Und hier zu Hause hab ich noch keine passende Wanne um einen Koi abzulichten ..............:__ nase: 

Aber den bekomm ich sicher noch mal besser vor die Linse......... 




			
				rainthanner schrieb:
			
		

> .
> Was ist das für ein Koi?
> Mein Tip: Beni Kumonryu vielleicht
> 
> ...




  Weiß ich jetzt auch nicht, hab mal wieder nich nachgefragt.....


----------



## Olli.P (12. Aug. 2007)

*AW: Neuzugang*

Hi Leute,

habe den Neuen heute zweimal vor die Linse bekommen. Ich hoffe hier können die Koi-Experten jetzt mehr erkennen..........

 

 

Das komische ist ja, dass man auf dem Rücken keine Schuppen erkennen kann...............


----------



## rainthanner (12. Aug. 2007)

*AW: Neuzugang*

Hi Olli, 

ich bleib bei Beni Kumonryu.  


Schön ist er.

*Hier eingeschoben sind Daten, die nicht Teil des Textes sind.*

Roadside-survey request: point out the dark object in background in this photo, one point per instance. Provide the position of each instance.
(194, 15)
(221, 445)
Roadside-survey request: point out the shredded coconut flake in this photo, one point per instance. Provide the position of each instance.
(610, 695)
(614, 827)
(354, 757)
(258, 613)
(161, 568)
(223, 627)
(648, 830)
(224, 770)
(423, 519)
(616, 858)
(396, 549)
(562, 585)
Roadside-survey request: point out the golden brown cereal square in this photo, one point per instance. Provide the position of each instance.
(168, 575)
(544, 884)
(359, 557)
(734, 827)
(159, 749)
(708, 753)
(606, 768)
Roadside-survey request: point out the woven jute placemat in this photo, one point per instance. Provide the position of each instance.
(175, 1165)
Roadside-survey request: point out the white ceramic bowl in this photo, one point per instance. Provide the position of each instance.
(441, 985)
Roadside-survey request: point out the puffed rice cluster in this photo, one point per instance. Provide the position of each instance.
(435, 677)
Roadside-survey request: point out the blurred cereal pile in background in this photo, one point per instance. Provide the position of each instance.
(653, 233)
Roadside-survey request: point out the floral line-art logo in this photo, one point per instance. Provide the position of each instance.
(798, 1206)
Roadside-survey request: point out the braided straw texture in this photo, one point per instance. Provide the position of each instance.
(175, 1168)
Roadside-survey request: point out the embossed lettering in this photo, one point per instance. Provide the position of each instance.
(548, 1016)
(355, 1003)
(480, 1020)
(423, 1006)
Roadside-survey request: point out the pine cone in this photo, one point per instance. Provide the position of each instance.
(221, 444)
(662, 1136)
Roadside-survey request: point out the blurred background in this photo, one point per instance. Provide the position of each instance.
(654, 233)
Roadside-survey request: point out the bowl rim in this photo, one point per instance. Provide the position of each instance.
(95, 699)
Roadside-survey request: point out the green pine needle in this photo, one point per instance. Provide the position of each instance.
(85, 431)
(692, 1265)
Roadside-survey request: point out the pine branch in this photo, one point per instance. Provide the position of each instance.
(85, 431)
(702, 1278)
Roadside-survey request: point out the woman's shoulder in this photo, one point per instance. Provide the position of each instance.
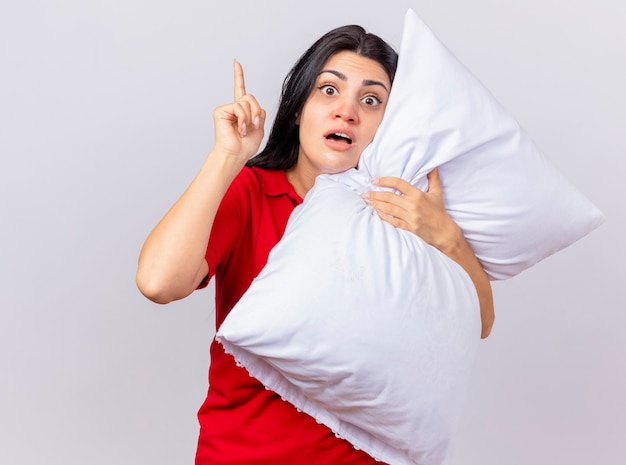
(263, 180)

Wenn du willst, dass das Schwarz mehr wird, dann mußt ihn mir ein paar Wochen ausborgen.  


Bisschen zugelegt hat er auch schon, gell.  





Gruß Rainer


----------



## Olli.P (12. Aug. 2007)

*AW: Neuzugang*

Hi Rainer,

Jepp, ist ein schöner Koi, deswegen hab ich ihn mir auch gegönnt........ 

Nöööööööö, den borg ich nicht aus.............: 

Das schwarz soll eigentlich nicht mehr werden!! Er soll eigentlich so bleiben wie er ist.............

Und ein wenig hat er tatsächlich zugelegt............... 

Oder hat mehr schwarz irgendwas besonders zu bedeuten......


----------



## sabine71 (12. Aug. 2007)

*AW: Neuzugang*

Ist der schön  

Ich glaube wenn unser Teich fertig ist darf ich ganz bestimmt nicht mal eben
nur zum "schauen" zu einem Koihändler des Vertrauens gehen. : 

Ich komm dann bestimmt mit so 2 bis  ... neuen Koi zurück


----------



## Koi-fan13 (15. Aug. 2007)

*AW: Neuzugang*

Darf ich meine Meinung zu dem Äußern  ???


----------



## Olli.P (15. Aug. 2007)

*AW: Neuzugang*

Hi Fabian,

hier darf doch jeder seine Meinung kundtun..........................


----------



## Koi-fan13 (15. Aug. 2007)

*AW: Neuzugang*

Also ich versteh nicht wirklich was an dem Beni Kumonryu schön ist.
entwerder ich hab kein sinn für Humor oder der ist wirklich nicht schön.
Und ich hab im koi-buch nachgeschaut das steht drin das das ein Beni Kumonryu ist.


----------



## Olli.P (15. Aug. 2007)

*AW: Neuzugang*

Hi Fabian,


du musst ihn auch nicht schön oder gut finden............... 

Schließlich schwimmt der in meinem Teich und *nicht* in Deinem!!!!

Und ich finde eben dass er gut zu meiner Rasselbande passt.................. 

Gut dass Geschmäcke verschieden sind sonst hätten alle die gleichen Koi mit der gleichen Zeichnung...................:


----------



## Koi-fan13 (15. Aug. 2007)

*AW: Neuzugang*

Ja da hast du recht aber fast jeder findet den Platinum Ginrin ogon toll.
also machnmal gibt es fast gleich geschmäcker!!


----------



## Olli.P (15. Aug. 2007)

*AW: Neuzugang*

Ach du meinst ein so ein hier????????

Siehe Pfeil................

 

Das Bild ist zwar nich so gut .................:


----------



## Annett (15. Aug. 2007)

*AW: Neuzugang*

Hi Olaf,

er wird Dir wohl nicht mehr antworten - hat an anderer Stelle zum wiederholten Male unsere Nerven überstrapaziert. 
Da er "auf Bewährung" war - wars das für ihn. Endgültig.

Wir sind hier nicht der Schulhortersatz...


----------



## Olli.P (15. Aug. 2007)

*AW: Neuzugang*

Hi,

na ja, iss wahrscheinlich auch besser so..........................:

Weiter möchte ich mich dazu jetzt nicht äußern................


----------